WOW! Such a beautiful and streamlined experience.

Scott

Love the type!

boyan

man. this is absolutely beautiful. perfect symbiosis of font, live-action and wicked sound design.

Paul Rand

3 years ago… –

Dani Wolf

Paul, what exactly are you trying to show by sharing this link?

Paul Rand

That answer is really up to you. Objectively speaking, they both use a mirror technique for the entire sequence. The value in those similarities can be determined by your own subjective opinion. To some a futile argument about originality might immediately come to mind. For others there may be even more provocative questions like these:

When does a design technique become a gimmick used merely for style, decoration, and visual effect and when does a design technique become an essential tool of language for expressing critical thought about a subject? And in the case of these videos, which one expresses critical thought about a subject and which one is a stylistic gimmick? What are those critical thoughts anyway? Are there any? Do motion designers care about these kinds of standard questions that print designers deal with all of the time? Or are the audiences of these videos just concerned with having leisurely visual fun like looking through a kaleidoscope toy expecting very little deliberate communication contributed by the designer? Is posing such questions too much too worry about and a buzz kill? If it is then how serious is the craft of motion design supposed to be taken?

Dani Wolf

Some very serious questions here. so what do you think? Has Danny put some thought into this title sequence or was he “…just concerned with having leisurely visual fun like looking through a kaleidoscope toy expecting very little deliberate communication contributed by the designer…” ?

Paul Rand

hmmm, it seems you are taking my comment out of context and using it to ask a question I never even asked. I wrote “are audiences” AUDIENCES – the people that watch these videos, like on Motionographer… But to go along and answer your question, I can’t tell you if he thought about it, I am not a mind reader. I can only respond and make observations based on what I experience. Just like discovering the other video that uses an identical technique for the entire video it seemed worth mentioning since they are very similar.

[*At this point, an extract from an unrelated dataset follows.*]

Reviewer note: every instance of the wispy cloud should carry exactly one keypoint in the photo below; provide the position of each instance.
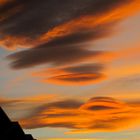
(102, 114)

I sense that you are trying to trap me into making insults and be disrespectful to others work simply because I am asking some provocative questions. If you notice I didn’t make any declarations about the “quality” of the work. One reason is because it doesn’t really matter if I “like” it or not. I am more interested in the conversation that surrounds these works. I wish more people were interested in discussions in an objective less politically motivated way. I have read plenty of comments where people seem to enjoy destroying others work based on cheap insults and conversely, I have seen heaps of praise thrown at work that is just congratulatory ego stroking with very little analysis backing up their opinion – you know comments like : “great type”, ” THIS SUCKS”, “Blew me away”, “Wow” or “Hipster, bullshit” Who gets anything from these comments but starry-eyed gleeful validation or contempt from fear of sabotage?